The coliving aspect is optional, it’s a 5 minute scooter ride (20ish minute walk) from the workspace and has about 10 rooms. If you want to book the coliving though, book quick and book somewhat early because rooms go quick.

They offer a lot of other helpful things as part of the coliving ‘package’ like airport pick-up, Balinese sim-card, all the useful stuff like that.

It’s the kind of space I couldn’t recommend anymore to any fellow digital nomads in Bali (although I’m pretty sure most of them in Canggu are already signed up haha). Especially, if you’re travelling alone, because it immediately introduces you to all sorts of interesting people.


So that’s my first tip.
Now for some more!


Tips for Digital Nomads in Bali, or Going to Bali

Some of these tips will be biased towards Canggu, since that’s where I have been staying.



If you’re not planning to stay for more than 30 days, you’re fine. Anyone (I think) visiting Bali is able to stay in the country for 30 days with no visa. If you overstay, without a visa, you will be charged 1,000,000 IDR for EVERY DAY that you overstay. (E.g. if you overstay by 1 day, you pay 1,000,000 IDR – if you overstay by a week, you pay 7,000,000 IDR).

If you’re staying for over 30 days, you can get a visa on arrival, but you need to buy it BEFORE you get to the immigration desks. They won’t let you get one there. Between getting off the plane and the immigration desks there should be ANOTHER desk where you can get an extendable 30 day visa. Getting this type of visa will just mean you have to then go and extend the visa to 60 days within your first 30 days.

Hopefully that makes sense.



I always travel with my Revolut card which I rely on heavily. To the point at which I’ll never normally get currency before a trip. I was wrong.
Always have cash in Bali, and make sure you land with enough to keep you going for a day or two.

Of course, places will take card, but there can be an additional charge of up to about 3% or something I think if you use a card. So just be aware.


An extension of my tip above. There are a number of cashpoints and ATMs in Bali, however, not all are safe.
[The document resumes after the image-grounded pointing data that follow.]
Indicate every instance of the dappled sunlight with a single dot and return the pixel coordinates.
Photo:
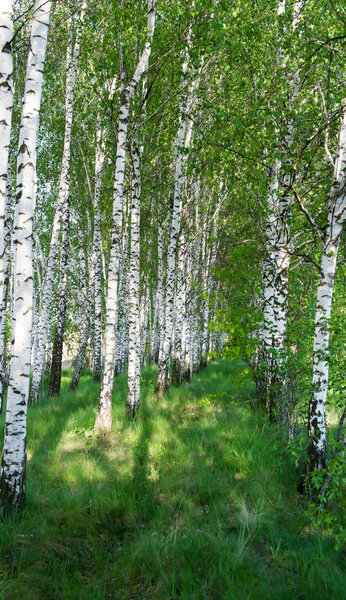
(189, 487)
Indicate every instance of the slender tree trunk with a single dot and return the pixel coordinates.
(103, 421)
(133, 385)
(336, 218)
(162, 383)
(6, 103)
(60, 212)
(97, 338)
(12, 477)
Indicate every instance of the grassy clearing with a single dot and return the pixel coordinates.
(188, 503)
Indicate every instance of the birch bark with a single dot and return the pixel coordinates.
(61, 213)
(336, 218)
(97, 341)
(133, 385)
(103, 421)
(13, 467)
(6, 104)
(162, 383)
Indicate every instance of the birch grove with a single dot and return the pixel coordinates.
(172, 191)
So be careful, make sure nothing is loose or has been tampered with on the machine. Or if you have a Revolut card (or something similar), just upload the amount you’re taking out onto the card so that no extra money can be taken.

La Brisa in Canggu has an ATM which is a pretty safe bet.



Everyone uses a scooter in Bali. Everyone.

Lucky for me, the guys at Dojo Coliving helped to organise me with a scooter. So I can’t give you tips on where to get them from, however, I paid about 850,000 IDR for a month for context.

Be prepared for little rules, traffic lights are only on the big roads. And, obviously, wear a helmet. As well, horns are used a lot but less angrily than the UK, people are just letting you know they’re there essentially.

I was pretty overwhelmed with the scooter situation, so a friend at my villa told me about a scooter lesson company she used. It was 350,000 IDR for a 2 hour session, going over the basics, explaining how the roads work etc. I would 1000% recommend doing them if you’re slightly unsure. I’m pretty sure I used a company called Canggu Scooter Lessons.



If you don’t want to get a scooter, Gojek will be your friend. Your best friend.
It’s basically the Uber equivalent, you can order scooters, cars, food etc. It’s really handy to have, just in case – just download the app and you’re good to go.

Be aware though, in Canggu at least, there is there is local transport and taxis operating in certain areas (mainly near the beach). Therefore, there are places you won’t be able to get a Gojek to pick you up from. In this case, you may need to wander up a bit so that they can pick you up.



Something else I would definitely recommend getting. There’s probably more blogs that can give you better advice on this. However, I think the most commonly used tends to be Telkom.


I would say those would be my basic tips for getting started in Bali at least, if you have any more that you think we should add – let me know!!

I’ve got some more fun trips planned for Bali too, so I’ll be sharing them soon!


Thanks for having a read today – I hope you have an epic day!!